Updated: Apr 10, 2019

You've signed your child up for flute lessons and now you're wondering how to help during the week? Here are some ideas!

Kids under 10:

Make it a game.

Kids love to win. And they love to spend time with you, having your full attention. We can make this work for us! This is a little game I use in my studio, especially with kids who have a tendency to be less precise or not want to repeat things. They have a blast and improve in the process!

You can use any game board you have around the house or make up a simple board with start and finish lines. There should be room on the board for each of you to take 5-8 turns. The trick is to let them roll first; makes it much more likely they'll finish first!

Choose a piece they worked on in their lesson. Pick a tricky bit and decide what specific thing you're trying to fix - is it playing the correct rhythm? keeping the notes in the correct octave? fixing the articulation? playing the right dynamics? Your child's lesson notes can be helpful here. They choose their character (I love to be the dragon - but then, so do they!) roll the die and only get to move forward if/once they play the assigned passage perfectly*.

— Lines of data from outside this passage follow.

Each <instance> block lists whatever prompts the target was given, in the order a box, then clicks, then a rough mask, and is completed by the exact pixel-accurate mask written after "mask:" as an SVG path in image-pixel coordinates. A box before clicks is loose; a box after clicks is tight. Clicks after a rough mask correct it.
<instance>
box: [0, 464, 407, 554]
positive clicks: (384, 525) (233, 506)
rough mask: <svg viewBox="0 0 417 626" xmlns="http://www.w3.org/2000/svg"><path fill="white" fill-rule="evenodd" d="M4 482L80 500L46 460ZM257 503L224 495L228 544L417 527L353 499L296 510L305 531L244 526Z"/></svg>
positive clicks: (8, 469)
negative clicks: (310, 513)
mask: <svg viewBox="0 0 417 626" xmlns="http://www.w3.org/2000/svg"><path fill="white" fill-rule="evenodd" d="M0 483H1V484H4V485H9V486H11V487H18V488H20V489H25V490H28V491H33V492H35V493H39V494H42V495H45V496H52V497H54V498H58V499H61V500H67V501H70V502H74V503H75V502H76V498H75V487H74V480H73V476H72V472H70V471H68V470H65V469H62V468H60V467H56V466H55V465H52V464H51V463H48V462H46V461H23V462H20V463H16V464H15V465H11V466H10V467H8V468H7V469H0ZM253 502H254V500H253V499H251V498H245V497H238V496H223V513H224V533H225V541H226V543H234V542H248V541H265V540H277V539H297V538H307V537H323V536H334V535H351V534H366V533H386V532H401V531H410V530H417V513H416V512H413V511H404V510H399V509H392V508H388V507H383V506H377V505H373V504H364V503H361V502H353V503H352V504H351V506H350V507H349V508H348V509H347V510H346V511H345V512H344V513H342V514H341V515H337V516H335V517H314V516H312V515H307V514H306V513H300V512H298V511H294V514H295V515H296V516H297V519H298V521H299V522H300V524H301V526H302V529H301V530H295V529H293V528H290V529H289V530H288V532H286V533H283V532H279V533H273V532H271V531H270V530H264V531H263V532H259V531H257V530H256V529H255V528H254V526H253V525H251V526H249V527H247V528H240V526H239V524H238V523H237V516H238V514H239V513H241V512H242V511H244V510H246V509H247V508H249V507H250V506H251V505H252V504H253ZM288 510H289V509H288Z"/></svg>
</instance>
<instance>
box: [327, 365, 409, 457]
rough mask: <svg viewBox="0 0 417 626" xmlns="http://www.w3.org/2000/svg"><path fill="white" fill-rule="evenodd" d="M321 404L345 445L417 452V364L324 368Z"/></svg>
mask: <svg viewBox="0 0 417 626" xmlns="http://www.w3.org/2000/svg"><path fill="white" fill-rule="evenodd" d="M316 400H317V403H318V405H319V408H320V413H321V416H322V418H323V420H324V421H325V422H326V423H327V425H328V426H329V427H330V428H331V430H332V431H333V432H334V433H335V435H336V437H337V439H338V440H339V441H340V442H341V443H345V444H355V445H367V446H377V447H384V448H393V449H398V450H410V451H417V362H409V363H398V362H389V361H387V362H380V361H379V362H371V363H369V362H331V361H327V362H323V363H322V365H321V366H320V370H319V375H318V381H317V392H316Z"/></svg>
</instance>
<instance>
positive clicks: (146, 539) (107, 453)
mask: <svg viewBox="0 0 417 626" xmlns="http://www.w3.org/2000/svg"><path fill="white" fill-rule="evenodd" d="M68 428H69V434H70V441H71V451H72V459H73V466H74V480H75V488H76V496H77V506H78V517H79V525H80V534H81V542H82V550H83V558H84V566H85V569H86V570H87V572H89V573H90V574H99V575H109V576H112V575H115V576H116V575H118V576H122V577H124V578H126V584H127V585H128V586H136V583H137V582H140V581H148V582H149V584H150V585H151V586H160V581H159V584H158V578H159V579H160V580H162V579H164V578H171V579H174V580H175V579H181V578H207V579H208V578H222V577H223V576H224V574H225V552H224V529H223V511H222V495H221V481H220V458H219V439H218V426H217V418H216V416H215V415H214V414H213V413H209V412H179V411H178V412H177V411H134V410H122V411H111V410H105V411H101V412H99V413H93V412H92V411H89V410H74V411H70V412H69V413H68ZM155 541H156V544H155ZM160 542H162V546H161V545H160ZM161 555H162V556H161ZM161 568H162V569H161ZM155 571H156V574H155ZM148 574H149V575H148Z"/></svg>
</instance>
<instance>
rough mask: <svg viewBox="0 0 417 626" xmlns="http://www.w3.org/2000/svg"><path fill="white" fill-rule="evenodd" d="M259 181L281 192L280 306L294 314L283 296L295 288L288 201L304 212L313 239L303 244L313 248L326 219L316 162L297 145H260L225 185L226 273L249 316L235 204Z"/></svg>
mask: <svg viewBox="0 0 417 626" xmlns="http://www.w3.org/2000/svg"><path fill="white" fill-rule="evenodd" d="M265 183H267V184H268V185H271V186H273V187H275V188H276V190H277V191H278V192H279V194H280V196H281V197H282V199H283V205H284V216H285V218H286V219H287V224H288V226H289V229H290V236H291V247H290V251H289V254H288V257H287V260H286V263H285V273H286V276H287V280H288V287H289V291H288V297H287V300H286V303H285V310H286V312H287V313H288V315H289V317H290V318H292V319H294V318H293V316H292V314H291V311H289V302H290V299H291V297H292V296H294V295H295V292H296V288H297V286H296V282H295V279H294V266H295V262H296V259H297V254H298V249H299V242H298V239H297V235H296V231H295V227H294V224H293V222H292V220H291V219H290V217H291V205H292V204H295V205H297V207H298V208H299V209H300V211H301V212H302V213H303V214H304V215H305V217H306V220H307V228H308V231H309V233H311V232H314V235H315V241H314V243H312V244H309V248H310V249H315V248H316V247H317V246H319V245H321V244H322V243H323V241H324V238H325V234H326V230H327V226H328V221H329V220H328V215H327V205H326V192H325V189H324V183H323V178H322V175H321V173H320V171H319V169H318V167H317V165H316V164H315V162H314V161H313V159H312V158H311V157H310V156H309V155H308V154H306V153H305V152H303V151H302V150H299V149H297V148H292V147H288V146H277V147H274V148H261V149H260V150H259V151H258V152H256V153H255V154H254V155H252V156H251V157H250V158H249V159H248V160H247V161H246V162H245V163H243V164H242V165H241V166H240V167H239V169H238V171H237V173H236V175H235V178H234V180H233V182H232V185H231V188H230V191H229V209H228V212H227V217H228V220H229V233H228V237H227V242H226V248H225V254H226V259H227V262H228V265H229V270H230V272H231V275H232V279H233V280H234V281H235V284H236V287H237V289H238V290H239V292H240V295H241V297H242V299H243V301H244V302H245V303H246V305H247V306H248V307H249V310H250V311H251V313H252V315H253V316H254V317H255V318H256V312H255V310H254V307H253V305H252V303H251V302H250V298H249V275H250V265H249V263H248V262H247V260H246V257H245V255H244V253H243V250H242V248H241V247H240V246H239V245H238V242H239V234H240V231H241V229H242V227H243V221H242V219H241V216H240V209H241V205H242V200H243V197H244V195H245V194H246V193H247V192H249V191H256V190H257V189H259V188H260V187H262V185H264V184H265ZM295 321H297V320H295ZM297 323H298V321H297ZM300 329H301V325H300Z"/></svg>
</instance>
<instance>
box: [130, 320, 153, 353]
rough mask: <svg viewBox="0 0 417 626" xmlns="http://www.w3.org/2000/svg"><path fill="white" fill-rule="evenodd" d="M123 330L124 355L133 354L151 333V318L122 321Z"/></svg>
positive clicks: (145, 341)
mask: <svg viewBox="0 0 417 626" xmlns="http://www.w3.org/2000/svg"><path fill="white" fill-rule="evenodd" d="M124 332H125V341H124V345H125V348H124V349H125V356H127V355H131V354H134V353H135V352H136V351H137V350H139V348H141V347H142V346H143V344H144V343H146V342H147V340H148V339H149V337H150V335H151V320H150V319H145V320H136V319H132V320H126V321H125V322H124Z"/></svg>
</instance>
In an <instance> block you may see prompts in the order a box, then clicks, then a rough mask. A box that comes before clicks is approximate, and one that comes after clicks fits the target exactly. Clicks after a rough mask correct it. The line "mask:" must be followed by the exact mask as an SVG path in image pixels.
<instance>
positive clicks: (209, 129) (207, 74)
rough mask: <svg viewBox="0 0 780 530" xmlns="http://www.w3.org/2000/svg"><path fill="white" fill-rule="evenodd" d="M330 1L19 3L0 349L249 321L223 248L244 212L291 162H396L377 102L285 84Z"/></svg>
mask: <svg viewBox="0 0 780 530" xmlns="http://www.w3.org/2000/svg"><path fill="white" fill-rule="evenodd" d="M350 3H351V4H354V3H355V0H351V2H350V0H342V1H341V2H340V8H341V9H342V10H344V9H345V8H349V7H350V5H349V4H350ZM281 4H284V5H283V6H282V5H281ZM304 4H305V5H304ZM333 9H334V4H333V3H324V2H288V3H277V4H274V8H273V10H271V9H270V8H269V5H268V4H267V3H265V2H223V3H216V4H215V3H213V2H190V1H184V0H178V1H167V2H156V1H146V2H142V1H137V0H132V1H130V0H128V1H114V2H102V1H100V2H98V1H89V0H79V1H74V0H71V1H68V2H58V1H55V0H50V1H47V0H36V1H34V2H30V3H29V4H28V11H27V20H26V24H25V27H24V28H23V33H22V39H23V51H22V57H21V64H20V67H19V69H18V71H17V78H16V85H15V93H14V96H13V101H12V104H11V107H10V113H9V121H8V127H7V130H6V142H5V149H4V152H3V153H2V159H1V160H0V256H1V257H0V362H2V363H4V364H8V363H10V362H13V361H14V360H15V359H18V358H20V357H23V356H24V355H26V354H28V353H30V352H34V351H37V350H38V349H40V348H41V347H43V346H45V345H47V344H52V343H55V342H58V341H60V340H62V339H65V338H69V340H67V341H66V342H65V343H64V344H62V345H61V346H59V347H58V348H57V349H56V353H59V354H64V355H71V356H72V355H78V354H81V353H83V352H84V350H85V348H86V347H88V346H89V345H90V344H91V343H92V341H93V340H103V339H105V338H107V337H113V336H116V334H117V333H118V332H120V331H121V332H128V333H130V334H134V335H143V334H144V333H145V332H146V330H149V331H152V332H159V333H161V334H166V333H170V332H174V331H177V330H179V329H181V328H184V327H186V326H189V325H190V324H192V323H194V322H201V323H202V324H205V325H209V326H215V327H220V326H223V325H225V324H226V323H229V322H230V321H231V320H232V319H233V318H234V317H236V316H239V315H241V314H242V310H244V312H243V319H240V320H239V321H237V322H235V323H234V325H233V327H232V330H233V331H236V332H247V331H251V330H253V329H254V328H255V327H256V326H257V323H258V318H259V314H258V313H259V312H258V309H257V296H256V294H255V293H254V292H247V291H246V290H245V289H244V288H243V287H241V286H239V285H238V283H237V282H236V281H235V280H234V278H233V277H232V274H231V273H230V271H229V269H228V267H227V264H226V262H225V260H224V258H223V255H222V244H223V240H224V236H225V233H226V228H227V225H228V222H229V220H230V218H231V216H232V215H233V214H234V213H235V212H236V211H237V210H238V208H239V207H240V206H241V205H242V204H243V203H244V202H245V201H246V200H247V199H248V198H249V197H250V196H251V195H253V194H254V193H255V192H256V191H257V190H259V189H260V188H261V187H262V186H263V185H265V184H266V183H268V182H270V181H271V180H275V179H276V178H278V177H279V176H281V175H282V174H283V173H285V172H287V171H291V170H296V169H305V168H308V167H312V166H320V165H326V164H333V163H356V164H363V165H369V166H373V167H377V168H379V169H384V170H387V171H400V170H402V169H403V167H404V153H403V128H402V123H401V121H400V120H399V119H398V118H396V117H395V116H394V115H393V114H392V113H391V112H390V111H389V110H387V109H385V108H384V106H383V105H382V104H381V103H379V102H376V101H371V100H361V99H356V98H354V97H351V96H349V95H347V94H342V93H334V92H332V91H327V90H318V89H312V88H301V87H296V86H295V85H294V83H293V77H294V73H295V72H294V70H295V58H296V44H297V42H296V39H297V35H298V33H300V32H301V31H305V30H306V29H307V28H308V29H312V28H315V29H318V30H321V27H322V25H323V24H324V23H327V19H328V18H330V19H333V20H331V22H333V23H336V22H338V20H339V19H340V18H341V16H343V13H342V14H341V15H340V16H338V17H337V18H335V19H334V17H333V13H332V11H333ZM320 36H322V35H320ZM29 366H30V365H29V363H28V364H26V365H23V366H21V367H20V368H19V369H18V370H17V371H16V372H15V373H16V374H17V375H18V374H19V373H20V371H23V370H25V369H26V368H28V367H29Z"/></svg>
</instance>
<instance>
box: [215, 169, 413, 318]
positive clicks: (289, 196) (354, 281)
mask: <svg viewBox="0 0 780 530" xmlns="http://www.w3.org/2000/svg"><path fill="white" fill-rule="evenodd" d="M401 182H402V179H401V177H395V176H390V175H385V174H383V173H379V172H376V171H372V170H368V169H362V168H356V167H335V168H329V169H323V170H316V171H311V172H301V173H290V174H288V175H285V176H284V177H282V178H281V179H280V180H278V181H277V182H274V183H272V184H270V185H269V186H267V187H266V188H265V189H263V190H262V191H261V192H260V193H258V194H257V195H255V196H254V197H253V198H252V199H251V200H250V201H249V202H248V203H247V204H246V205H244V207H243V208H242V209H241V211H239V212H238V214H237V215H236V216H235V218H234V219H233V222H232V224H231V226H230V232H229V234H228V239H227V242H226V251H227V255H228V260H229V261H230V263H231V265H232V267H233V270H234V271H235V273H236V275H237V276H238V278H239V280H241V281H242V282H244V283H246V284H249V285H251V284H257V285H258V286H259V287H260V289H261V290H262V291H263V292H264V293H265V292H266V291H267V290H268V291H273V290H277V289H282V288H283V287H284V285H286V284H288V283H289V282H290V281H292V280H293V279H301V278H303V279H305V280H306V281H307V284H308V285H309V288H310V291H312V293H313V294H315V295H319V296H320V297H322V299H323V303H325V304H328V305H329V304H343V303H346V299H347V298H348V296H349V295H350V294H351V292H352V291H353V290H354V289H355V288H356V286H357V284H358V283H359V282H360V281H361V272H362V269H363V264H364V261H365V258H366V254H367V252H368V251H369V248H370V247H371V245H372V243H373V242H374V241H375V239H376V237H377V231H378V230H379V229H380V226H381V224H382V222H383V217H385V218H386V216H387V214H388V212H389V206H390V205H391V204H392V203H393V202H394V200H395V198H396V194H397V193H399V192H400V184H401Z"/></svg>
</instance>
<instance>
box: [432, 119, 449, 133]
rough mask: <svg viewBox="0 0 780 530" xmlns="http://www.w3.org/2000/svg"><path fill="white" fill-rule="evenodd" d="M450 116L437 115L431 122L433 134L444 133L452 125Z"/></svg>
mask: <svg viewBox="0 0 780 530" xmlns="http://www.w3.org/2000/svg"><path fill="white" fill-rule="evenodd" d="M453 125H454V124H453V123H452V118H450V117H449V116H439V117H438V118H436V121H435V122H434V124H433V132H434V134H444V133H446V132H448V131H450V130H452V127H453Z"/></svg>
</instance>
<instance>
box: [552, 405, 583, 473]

If you don't play an instrument, you can make up a personal challenge that you have to complete to take your turn - maybe a fantastic tongue twister, having to answer a riddle your child has created or drawing an animal your child chooses in less than 5 seconds!

Need more ideas? Check out our free printables here!

*You can choose the difficulty level based on your child's personality and current playing level; i.e. if you're working on rhythm, will you accept the passage as correct if they make a note mistake? And does each person only get one chance per roll? Decide in advance, so there's no mid-game argument!

Flute Practice Game
Flute Practice Game

Be an audience.

Many kids love to perform. Have your child choose a specific piece or passage from their lesson to perform for you, the official audience member who claps enthusiastically at the end of the solo.

Then ask them to show you a piece/passage that isn't quite as good as the one they just played for you. Ask them to show you why it's difficult. Then ask them to show you how they would work through it in their lesson.

Take turns choosing.

Kids really like to do things they do well, and don't always like to spend time on the things that need work. You can trade off - for every 2 times they play a bit they're good at, you get to choose a bit that needs work.

Play together.

If your child is open to it (many of the younger ones are still in the "I CAN DO IT MYSELF!" phase) and you play an instrument, have fun playing together. Keep it light and fun. Show them how you work through a passage that's tricky for you, so they see how you improve, too!

Encourage, encourage, encourage.

Learning a musical instrument is hard. But, taken in small enough steps, it's something that every kid can do. They're going to make a lot of mistakes, and maybe discover some very ... interesting ... sounding music along the way, but with your love and encouragement to keep trying, they'll make it past the most challenging part (starting out!) and music will become a significant part of their lives.

Some days will be better than others; what worked Sunday might be no good at all on Wednesday. But each day where playing happens is a good day!